OpenSurity is the connective tissue layer for AI agent networks. It provides a progressive identity system, a tamper-evident behavioral trust log, and a capability discovery bus that allows autonomous agents to securely discover and delegate tasks to one another.
OpenSurity is a lightweight standard and verification protocol for multi-agent interoperability. It is NOT:
- An AI orchestrator or inference engine.
- An LLM execution environment or prompt layer.
- A centralized agent marketplace.
- A blockchain product or distributed ledger.
As autonomous AI agents proliferate across LangGraph, CrewAI, AutoGen, and custom frameworks, they remain heavily siloed. If a LangGraph Orchestrator needs to delegate data-parsing to a CrewAI Analyst, there is no shared trust boundary, no cryptographic way to verify the remote agent's identity, and no immutable record of what task was delegated and whether it succeeded.
Think of OpenSurity as a passport and ledger system for AI agents. Before two agents communicate, OpenSurity steps in to check their "passports" (cryptographic keys). When an agent delegates a task, OpenSurity logs exactly what was requested and what the outcome was into an indestructible "ledger" (a tamper-evident append-only log).
From a fresh Python 3.11+ environment, run the following commands to see the 3-agent delegation pipeline in action:
git clone https://github.com/your-org/opensurity.git
cd opensurity
python -m venv .venv
source .venv/bin/activate # Windows: .venv\Scripts\activate
pip install .
opensurity demo --agents 3+-----------------------+ +-----------------------+
| Agent Framework A | | Agent Framework B |
| (LangGraph/CrewAI) | | (AutoGen) |
| +---------+ | | +---------+ |
| | Wrapper | | | | Wrapper | |
+------+----+----+------+ +------+----+----+------+
| |
| 5-Step Handshake (HTTP) |
+------------------------------+
|
+-------v--------+
| Local Registry | <-- Capability Discovery
| Trust Log DB | <-- Append-only Behaviors
+----------------+
| Level | Name | Description | Verification |
|---|---|---|---|
| L1 | Pre-shared Key | Internal agents within the same organization trust boundary. | HMAC-SHA256 signature verification via local key paths. |
| L2 | Public PKI | Cross-organizational agents identifying via decentralized means. | Ed25519 signature verification via W3C DID (did:key). |
| L3 | Zero-Knowledge | Anonymous agent verification ensuring privacy guarantees. | ZK-SNARK proof verification (Future). |
OpenSurity offers framework-agnostic SDK wrappers that transparently verify identity and log trust events.
LangGraph:
from opensurity.wrappers.langgraph import trust_node
@trust_node(manifest="./agent.json")
def my_node(state: dict) -> dict:
return {"result": "success"}CrewAI:
from opensurity.wrappers.crewai import TrustedAgent
analyst = TrustedAgent(
manifest="./agent.json",
role="Data Analyst",
goal="Analyze data"
)AutoGen:
from opensurity.wrappers.autogen import TrustedAssistantAgent
agent = TrustedAssistantAgent(
manifest="./agent.json",
name="analyst"
)Provided:
- Tamper-Evident Logging: All trust events are content-addressed and hashed into an immutable chain.

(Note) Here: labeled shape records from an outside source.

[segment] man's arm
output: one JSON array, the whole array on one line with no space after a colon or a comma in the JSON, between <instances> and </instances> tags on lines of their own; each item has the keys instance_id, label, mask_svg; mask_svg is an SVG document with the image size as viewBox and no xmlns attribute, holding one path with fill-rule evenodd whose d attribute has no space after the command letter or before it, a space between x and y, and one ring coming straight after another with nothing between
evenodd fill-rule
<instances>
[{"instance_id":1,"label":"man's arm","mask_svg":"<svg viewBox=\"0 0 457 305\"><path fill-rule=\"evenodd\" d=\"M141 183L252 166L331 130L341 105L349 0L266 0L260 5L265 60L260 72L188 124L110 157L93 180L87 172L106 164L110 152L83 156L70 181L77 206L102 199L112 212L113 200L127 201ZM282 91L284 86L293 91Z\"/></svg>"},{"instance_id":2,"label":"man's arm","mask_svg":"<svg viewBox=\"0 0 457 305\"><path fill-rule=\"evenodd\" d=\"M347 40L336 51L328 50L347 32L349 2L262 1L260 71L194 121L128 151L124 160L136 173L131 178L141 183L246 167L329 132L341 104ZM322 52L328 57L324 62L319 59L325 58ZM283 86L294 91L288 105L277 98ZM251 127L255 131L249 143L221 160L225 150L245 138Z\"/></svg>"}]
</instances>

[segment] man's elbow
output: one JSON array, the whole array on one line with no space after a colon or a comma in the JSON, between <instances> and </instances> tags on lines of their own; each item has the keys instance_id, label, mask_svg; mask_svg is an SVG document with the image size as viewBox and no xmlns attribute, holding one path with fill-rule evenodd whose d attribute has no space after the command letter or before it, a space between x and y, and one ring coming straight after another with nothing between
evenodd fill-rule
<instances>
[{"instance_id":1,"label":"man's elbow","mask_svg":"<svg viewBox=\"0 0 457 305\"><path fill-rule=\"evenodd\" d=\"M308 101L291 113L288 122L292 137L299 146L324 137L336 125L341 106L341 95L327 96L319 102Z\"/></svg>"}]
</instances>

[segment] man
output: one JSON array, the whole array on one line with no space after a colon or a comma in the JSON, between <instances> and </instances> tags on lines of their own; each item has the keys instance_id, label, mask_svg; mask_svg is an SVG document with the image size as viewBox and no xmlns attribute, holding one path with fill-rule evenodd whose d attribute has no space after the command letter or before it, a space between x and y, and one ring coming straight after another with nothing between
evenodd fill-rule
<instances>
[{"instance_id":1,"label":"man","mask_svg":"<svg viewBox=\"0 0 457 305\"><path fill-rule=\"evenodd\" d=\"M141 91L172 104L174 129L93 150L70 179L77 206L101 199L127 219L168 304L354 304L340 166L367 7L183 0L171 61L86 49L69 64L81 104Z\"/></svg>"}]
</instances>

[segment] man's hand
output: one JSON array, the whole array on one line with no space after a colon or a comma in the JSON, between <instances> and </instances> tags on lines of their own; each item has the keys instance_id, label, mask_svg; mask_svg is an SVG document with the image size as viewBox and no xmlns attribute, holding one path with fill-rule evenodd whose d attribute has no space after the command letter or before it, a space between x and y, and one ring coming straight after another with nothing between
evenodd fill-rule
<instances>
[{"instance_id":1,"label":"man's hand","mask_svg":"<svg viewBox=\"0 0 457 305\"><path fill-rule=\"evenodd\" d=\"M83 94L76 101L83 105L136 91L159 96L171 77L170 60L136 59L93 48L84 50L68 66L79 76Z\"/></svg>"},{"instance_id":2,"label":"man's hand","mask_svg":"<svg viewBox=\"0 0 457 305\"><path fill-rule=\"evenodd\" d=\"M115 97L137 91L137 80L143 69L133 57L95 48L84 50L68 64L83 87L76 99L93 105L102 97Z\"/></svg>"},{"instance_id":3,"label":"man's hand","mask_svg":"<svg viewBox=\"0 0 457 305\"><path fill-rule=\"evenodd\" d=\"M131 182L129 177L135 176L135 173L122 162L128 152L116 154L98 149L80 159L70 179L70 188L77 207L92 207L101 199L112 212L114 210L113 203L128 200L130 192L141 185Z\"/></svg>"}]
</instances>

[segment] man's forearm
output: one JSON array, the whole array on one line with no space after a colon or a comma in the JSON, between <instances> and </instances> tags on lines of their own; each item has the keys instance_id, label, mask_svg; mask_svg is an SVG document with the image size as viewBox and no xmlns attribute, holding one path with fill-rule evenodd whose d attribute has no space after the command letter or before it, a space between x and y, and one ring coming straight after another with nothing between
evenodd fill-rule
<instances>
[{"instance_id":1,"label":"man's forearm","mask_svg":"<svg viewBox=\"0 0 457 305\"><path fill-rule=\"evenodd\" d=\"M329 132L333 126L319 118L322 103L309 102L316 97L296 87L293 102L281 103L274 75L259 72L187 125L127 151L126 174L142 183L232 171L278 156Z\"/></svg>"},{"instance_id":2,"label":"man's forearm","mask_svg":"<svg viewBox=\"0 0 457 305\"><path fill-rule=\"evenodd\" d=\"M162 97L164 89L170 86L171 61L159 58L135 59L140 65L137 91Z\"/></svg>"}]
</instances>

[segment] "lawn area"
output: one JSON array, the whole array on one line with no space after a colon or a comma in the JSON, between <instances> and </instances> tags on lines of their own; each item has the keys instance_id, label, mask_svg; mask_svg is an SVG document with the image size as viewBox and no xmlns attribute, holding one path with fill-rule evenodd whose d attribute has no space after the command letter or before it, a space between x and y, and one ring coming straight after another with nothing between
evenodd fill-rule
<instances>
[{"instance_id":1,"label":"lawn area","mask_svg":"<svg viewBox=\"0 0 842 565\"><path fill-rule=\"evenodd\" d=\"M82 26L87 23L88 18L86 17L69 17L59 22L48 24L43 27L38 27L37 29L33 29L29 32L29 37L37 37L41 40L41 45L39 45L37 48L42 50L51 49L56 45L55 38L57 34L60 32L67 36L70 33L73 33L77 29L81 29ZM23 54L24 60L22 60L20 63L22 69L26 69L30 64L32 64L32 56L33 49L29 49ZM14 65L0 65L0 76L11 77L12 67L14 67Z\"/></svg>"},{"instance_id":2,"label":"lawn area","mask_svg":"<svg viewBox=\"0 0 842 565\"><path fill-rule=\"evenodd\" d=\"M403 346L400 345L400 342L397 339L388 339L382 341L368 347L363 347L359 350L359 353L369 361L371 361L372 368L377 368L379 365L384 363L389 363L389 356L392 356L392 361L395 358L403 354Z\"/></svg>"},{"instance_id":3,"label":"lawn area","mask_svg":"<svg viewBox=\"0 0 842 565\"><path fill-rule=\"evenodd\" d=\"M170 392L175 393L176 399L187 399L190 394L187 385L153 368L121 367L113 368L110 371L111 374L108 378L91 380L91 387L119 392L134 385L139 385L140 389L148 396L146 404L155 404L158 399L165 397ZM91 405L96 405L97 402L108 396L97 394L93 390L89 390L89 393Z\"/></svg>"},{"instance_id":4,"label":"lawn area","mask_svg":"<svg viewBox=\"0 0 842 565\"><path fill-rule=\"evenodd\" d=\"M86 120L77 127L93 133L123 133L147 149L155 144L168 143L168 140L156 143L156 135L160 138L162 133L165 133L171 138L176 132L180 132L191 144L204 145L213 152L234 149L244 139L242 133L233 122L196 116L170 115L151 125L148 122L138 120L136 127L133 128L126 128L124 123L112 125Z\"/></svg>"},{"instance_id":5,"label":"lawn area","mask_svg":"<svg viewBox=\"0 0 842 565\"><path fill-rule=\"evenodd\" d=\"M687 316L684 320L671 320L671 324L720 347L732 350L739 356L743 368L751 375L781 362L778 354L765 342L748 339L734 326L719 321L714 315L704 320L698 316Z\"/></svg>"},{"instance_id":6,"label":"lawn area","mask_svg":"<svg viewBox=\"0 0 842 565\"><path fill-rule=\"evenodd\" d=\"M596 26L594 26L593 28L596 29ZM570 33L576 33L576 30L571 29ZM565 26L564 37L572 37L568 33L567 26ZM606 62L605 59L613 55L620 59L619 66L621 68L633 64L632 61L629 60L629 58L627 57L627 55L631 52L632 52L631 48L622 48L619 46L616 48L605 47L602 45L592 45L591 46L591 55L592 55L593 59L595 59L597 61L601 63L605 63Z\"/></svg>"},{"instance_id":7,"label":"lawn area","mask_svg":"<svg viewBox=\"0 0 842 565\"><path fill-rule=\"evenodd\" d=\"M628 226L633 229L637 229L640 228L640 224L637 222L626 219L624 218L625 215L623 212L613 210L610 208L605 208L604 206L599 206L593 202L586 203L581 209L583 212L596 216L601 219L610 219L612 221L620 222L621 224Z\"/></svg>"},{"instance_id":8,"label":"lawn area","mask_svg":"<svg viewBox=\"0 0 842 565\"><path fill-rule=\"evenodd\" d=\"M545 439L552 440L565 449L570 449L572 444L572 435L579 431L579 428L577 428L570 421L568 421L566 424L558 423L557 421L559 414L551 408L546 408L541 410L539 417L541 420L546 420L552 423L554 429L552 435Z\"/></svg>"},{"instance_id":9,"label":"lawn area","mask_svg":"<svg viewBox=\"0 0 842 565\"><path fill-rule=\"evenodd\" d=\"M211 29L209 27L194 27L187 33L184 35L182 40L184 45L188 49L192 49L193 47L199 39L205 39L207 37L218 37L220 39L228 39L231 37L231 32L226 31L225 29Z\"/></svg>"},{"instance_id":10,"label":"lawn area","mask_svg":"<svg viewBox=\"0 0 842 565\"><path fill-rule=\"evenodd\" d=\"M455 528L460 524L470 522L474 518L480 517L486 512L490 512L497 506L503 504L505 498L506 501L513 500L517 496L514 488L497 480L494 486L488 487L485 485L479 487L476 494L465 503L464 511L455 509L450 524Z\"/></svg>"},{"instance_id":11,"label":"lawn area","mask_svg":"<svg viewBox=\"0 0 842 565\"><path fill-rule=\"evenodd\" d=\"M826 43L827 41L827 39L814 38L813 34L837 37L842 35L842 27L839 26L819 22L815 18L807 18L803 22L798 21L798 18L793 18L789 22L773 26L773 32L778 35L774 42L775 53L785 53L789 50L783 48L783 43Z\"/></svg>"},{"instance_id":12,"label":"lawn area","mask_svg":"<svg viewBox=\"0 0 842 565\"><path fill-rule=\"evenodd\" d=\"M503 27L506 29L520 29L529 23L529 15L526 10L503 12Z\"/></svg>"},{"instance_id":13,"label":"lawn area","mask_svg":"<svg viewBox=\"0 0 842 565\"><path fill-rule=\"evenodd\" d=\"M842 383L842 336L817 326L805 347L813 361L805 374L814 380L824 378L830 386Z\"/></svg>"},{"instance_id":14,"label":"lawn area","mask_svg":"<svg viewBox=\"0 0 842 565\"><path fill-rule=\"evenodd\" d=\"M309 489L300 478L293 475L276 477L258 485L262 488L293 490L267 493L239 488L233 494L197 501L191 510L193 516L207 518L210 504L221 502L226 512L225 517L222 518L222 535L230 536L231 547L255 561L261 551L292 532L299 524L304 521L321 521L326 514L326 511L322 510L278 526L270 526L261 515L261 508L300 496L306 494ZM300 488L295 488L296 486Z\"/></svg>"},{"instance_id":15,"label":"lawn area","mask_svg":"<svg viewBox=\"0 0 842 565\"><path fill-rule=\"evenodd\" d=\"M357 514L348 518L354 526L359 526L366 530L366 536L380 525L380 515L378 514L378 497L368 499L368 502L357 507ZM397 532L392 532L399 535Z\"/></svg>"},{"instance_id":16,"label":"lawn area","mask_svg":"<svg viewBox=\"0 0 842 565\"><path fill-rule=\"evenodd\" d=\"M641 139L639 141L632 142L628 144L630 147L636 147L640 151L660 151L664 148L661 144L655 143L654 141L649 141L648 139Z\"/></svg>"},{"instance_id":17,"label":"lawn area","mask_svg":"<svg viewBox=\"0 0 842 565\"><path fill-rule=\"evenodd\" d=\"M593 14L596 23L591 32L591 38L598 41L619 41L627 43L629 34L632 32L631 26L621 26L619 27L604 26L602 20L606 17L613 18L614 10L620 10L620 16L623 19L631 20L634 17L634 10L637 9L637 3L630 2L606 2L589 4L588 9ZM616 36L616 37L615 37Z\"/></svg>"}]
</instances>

- Replay Protection: The 5-step handshake utilizes TTL nonces stored in SQLite.
- Identity Verification: Signatures are verified using local HMACs or PKI based on the progressive trust tier.
- Framework Independence: Trust verification sits below the LLM orchestrator.
NOT Provided:
- Code Sandboxing (Agents can still execute arbitrary code natively).
- P2P Network Routing (It assumes standard HTTP reaches the endpoints).
- Sybil Resistance (Without an external web-of-trust, any agent can generate a new DID/UUID).
We welcome contributions that expand OpenSurity's capabilities! Please ensure that any PRs maintain the strictly zero-dependency core principles, adhere to the Apache 2.0 license, and include comprehensive unit tests running on mocked dependencies where optional frameworks are involved.
OpenSurity is released under the Apache 2.0 License.